C’est en lisant Pier Paolo Pasolini que j’ai voulu relire Pedro Calderón de la Barca. Et,
c’est en lisant Calderón de Pasolini que j’ai voulu relire La Vie est un songe de Calderón.
J’ai donc ouvert à nouveau le livre du dramaturge espagnol, et j’avoue ne pas avoir
relu exactement la même histoire. Je n’ai pas reconnu tout à fait la pièce de théâtre que
j’avais lue quelques années auparavant.
Les dernières saisons passées à travailler sur la tragédie grecque, et l’expérience
toute proche du miroir déformant de Pasolini ont modifié mon point de vue.
Il n’est plus question de mêler cette œuvre au vieux débat théologique sur la
prédestination ou le libre arbitre. Le projet n’est pas non plus de répondre à la question :
« Est-ce que la vie est un songe ? ». L’affirmation, presque indécente, selon laquelle la vie
le serait, est un mensonge. C’est une véritable doctrine fasciste qui vise à maintenir les fils
en dehors de la réalité.
En proclamant que la vie est un songe, Basile - père et tyran - rend confuse la vision
du monde à son fils. Il le brouille avec la vie réelle et brise en lui toute volonté d’action. En
quelque sorte, il l’anesthésie pour mieux l’écarter du pouvoir. Car c’est là sa profonde
angoisse : celle de voir un jour son fils lui prendre les prérogatives royales. « Le fouler au
pied ». Pour continuer à régner sans partage, il doit détruire toutes menaces, et pour
commencer, faire disparaître sa propre descendance. Comme Laïos ou Cronos avant lui,
alerté comme eux par une sombre prophétie, Basile s’emploie à « dévorer » son fils dès la
sortie du ventre maternel.
Calderón rend compte chez l’homme d’une fêlure qui le coupe de la réalité, qui
l’encourage à refuser sa propre mort, et par conséquent la vie qui doit lui succéder.

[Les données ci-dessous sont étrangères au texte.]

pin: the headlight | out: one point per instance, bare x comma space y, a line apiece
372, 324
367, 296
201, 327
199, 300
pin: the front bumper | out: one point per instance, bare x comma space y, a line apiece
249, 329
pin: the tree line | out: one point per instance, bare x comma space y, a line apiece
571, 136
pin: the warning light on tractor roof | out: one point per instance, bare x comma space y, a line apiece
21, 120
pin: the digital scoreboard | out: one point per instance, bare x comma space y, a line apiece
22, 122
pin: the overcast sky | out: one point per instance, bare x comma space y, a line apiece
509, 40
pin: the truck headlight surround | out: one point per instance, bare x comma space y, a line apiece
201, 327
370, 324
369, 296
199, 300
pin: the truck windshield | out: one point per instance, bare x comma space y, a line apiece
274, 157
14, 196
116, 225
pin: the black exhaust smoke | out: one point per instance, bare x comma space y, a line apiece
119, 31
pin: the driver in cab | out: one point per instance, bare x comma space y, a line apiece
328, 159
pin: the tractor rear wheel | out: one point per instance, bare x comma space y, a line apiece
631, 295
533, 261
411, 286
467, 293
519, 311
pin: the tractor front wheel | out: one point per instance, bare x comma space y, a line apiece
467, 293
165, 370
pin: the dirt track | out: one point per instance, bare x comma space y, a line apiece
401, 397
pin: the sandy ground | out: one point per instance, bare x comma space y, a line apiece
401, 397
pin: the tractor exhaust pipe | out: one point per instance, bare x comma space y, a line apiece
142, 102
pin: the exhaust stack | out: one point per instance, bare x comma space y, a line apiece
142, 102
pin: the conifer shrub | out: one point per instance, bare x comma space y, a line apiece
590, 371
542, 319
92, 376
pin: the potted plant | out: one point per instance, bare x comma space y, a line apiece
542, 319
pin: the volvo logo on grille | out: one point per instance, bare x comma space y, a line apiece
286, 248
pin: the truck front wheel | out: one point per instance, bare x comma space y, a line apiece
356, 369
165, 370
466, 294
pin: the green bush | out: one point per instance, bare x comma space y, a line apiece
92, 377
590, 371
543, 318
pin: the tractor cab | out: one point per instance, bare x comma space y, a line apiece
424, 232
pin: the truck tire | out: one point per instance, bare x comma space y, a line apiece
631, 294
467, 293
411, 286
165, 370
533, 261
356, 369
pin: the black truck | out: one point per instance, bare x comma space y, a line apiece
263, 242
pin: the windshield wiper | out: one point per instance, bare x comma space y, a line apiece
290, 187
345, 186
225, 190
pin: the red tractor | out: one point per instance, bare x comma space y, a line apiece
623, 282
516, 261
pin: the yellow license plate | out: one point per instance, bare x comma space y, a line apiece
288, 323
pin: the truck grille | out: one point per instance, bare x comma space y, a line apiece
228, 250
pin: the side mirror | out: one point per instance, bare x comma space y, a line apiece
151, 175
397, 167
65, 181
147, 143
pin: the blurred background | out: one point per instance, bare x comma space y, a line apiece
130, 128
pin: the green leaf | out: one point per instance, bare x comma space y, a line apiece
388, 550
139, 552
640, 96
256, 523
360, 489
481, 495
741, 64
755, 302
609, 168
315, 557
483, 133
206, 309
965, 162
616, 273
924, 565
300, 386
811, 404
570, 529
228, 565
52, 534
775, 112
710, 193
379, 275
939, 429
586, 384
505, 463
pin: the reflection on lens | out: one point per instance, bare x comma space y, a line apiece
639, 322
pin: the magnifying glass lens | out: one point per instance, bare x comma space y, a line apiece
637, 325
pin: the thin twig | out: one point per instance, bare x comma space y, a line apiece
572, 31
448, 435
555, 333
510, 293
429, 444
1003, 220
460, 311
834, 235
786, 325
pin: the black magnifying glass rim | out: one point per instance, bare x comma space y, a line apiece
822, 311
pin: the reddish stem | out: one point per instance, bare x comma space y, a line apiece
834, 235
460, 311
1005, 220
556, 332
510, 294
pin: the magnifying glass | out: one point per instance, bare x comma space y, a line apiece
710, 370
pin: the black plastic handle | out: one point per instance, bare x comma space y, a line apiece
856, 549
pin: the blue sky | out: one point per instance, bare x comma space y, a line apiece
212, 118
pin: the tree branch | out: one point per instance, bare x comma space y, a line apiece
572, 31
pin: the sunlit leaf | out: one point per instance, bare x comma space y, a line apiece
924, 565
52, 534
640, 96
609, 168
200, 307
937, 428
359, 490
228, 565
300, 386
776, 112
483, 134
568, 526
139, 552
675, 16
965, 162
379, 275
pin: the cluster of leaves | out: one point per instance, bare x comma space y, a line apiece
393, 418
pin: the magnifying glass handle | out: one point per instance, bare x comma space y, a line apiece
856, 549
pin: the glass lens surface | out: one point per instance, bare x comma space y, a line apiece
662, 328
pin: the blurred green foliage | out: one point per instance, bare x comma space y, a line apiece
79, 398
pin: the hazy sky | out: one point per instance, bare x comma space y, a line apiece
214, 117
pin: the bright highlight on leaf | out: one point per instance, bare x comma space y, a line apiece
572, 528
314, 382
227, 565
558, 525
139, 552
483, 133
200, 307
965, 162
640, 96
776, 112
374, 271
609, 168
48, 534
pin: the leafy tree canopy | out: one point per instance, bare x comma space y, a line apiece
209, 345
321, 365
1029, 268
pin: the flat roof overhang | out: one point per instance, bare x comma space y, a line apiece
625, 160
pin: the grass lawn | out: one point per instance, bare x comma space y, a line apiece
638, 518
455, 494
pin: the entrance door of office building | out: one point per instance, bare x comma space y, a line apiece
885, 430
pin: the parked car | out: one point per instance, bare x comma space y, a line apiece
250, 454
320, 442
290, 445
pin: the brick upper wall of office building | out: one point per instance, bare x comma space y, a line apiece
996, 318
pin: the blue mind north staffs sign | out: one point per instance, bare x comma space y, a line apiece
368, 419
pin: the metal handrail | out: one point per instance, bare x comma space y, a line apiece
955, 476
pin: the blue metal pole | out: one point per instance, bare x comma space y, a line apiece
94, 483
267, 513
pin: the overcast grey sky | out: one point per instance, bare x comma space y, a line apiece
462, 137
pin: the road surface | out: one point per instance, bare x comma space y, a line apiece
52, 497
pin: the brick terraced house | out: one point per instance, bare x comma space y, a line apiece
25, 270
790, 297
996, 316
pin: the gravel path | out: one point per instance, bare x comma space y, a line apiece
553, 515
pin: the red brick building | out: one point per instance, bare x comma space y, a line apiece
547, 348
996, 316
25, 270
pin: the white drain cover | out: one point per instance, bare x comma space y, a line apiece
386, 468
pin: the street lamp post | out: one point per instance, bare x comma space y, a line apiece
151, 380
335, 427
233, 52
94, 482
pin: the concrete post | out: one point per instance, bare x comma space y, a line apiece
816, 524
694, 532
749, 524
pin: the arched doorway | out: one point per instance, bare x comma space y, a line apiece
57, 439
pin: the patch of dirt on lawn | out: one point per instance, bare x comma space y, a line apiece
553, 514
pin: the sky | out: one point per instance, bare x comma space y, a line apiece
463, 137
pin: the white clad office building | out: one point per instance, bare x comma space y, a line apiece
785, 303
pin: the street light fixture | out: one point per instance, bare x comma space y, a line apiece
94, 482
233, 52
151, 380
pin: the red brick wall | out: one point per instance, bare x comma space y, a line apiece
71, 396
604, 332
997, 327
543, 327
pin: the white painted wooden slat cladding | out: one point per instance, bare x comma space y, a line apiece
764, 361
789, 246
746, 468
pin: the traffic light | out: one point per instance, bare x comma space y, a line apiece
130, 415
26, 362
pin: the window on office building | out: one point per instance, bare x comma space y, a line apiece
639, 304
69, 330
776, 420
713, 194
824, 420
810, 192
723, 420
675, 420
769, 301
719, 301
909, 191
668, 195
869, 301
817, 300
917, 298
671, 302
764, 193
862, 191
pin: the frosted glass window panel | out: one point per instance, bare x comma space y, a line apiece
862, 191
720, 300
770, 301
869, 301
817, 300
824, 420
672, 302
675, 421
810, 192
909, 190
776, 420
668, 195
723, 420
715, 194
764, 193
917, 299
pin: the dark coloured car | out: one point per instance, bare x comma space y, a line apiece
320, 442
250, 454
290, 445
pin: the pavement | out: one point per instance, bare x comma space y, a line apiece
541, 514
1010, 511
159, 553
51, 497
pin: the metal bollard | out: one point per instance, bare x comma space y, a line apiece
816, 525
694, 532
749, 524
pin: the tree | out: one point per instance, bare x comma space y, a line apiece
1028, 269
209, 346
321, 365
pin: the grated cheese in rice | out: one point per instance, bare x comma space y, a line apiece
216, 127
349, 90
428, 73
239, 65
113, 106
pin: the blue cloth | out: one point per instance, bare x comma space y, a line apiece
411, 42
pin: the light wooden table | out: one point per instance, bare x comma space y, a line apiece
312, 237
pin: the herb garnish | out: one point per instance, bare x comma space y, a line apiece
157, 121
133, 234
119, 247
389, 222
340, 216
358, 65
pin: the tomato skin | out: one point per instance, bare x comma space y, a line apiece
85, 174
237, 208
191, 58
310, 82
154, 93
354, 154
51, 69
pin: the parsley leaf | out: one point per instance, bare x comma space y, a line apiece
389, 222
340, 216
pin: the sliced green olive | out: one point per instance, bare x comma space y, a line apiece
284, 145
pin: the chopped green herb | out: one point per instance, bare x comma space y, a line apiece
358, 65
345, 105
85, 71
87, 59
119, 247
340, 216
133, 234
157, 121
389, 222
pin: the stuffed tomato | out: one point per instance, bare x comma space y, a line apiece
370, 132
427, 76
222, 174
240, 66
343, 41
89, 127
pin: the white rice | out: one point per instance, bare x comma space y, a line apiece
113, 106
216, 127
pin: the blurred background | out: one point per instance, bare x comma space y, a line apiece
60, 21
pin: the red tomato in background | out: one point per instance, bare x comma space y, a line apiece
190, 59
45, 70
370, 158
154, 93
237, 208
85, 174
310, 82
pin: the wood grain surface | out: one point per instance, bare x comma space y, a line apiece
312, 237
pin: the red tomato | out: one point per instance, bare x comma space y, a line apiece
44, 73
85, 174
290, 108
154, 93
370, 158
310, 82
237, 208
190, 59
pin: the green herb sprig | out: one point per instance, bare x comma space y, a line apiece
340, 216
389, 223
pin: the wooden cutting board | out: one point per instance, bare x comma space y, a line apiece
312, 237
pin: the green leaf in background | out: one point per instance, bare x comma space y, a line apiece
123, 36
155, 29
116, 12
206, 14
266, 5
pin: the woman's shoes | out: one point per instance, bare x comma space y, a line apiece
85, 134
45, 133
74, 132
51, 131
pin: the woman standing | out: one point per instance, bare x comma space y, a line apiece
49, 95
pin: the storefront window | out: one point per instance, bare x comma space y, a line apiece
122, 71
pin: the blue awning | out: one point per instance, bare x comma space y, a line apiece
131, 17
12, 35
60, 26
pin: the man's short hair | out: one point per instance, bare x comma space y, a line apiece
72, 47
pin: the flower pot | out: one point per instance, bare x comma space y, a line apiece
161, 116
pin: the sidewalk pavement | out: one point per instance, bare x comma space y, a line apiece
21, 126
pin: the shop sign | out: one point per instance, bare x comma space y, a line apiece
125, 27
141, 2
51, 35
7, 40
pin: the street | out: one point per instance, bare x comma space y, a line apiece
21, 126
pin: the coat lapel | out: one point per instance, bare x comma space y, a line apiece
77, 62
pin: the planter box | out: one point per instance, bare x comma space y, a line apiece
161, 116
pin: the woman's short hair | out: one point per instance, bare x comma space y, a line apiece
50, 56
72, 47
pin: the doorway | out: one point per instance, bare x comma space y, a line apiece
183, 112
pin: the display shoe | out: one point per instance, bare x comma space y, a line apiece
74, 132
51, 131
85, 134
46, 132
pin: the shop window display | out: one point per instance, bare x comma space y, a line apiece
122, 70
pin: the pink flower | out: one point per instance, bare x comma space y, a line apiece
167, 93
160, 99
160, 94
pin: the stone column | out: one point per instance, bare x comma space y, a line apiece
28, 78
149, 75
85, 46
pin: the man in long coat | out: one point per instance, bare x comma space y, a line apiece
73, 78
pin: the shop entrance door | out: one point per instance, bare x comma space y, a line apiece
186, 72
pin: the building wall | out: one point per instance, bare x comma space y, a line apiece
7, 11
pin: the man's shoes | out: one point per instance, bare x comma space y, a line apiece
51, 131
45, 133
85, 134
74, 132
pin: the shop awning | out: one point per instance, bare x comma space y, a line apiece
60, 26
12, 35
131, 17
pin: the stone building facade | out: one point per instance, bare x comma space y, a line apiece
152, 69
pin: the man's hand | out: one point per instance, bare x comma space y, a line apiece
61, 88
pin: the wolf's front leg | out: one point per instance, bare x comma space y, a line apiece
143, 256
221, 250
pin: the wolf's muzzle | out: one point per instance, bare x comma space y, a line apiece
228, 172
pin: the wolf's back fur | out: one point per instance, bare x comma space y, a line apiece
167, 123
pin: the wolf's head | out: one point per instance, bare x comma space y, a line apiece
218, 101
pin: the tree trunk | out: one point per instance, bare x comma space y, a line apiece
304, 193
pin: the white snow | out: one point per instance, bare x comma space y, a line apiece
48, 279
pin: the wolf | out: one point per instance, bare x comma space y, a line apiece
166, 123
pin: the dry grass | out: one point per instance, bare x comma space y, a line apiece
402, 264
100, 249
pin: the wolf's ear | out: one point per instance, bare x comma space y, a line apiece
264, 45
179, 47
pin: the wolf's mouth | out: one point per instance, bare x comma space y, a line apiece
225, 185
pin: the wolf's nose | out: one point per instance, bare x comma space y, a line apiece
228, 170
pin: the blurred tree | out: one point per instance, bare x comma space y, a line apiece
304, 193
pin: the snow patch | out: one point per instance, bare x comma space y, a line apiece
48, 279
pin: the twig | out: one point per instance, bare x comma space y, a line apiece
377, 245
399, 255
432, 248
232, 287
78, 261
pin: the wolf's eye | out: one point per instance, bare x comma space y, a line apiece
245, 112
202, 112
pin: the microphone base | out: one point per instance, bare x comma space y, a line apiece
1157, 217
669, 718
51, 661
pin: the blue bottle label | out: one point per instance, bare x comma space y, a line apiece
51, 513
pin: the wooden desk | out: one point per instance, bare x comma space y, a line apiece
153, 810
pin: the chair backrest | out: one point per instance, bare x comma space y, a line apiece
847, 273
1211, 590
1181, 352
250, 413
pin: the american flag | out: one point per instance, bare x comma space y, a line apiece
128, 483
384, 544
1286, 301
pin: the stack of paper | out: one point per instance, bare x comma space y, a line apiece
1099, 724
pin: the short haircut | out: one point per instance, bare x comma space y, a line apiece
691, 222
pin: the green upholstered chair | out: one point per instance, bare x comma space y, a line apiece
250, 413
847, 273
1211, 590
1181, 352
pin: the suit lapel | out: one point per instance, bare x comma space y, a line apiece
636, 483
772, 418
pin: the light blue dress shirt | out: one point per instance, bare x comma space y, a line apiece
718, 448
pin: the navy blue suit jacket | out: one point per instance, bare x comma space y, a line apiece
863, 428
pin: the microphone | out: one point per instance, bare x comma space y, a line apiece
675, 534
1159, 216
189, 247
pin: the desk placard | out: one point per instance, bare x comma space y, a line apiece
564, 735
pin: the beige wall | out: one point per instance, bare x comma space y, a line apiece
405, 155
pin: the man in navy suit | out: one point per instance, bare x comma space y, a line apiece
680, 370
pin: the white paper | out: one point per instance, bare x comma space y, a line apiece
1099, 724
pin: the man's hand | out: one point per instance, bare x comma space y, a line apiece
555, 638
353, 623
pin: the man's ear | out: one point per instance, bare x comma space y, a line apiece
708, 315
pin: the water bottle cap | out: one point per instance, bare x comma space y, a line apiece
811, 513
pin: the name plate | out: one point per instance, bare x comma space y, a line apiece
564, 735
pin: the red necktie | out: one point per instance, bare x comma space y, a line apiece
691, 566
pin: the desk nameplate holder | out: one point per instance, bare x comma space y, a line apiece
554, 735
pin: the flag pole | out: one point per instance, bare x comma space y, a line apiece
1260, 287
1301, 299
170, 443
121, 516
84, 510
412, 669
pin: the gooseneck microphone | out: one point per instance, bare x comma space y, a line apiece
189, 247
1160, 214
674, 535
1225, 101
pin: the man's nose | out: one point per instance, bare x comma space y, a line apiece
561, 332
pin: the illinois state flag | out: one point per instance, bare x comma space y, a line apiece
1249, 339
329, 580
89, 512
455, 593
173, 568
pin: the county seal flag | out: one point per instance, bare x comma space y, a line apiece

Je relis aujourd’hui La Vie est un songe comme une tragédie sur le cycle de la vie,
comme un Œdipe à l’envers, où la mère est morte en couche, où le père laisse libre cours à
ses pulsions infanticides. Le fils, condamné par la sentence d’un oracle, n’a pas été sauvé
par un berger. Il a grandi comme une bête dans la montagne. A l’inverse de la tragédie
antique, La Vie est un songe permet la confrontation père-fils. Si chez Sophocle, Polybe et
Laïos sont morts, ici, le père nourricier et le géniteur exercent toujours leur pouvoir. En
revenant au palais, le fils héritier reconnaît son père. Leurs identités sont déclinées. Le
meurtre à la fourche des deux routes n’existera pas. Le débat peut enfin avoir lieu, et il sera
violent.
Les liens étroits que Calderón entretient avec la tragédie antique, m’encouragent à
aborder La Vie est un songe comme un théâtre de figures. Les personnages y sont libérés
des considérations psychologiques. La scène est débarrassée de son attirail baroque.
Si le XVIIe siècle est convoqué sur le plateau ce sera, comme nous le suggère Pasolini
dans son Calderón, sur le mode de la citation. Reconstituer par touches le monde de
Velázquez est l’ultime mensonge de Basile pour maintenir son fils dans l’erreur et dans le
carcan d’un monde voué à s’éteindre. Derrière les figures d’emprunt, les masques de
circonstance, il s’agit de retrouver la dimension mythologique de l’œuvre, rendue à
l’archaïsme du plateau.
Dans la période actuelle où règne la confusion, je crois que nous avons besoin
d’entendre nos mythes, ces histoires qui interrogent nos comportements profonds, nos
relations obscures au monde. La Vie est un songe fait partie de ces grandes fables. Elle
relate l’irruption de nos angoisses et de nos violences. Elle place au centre du plateau cette
« fêlure » qui nous pousserait même à renoncer au cycle de la vie. Dans ce conflit
obsessionnel entre père et fils, Calderón nous rappelle que si l’homme renonce à la volonté
de transmettre, il est condamné au chaos. Il ne peut alors susciter qu’appétit et désir
despotique où règnent les ténèbres, les erreurs et les oracles.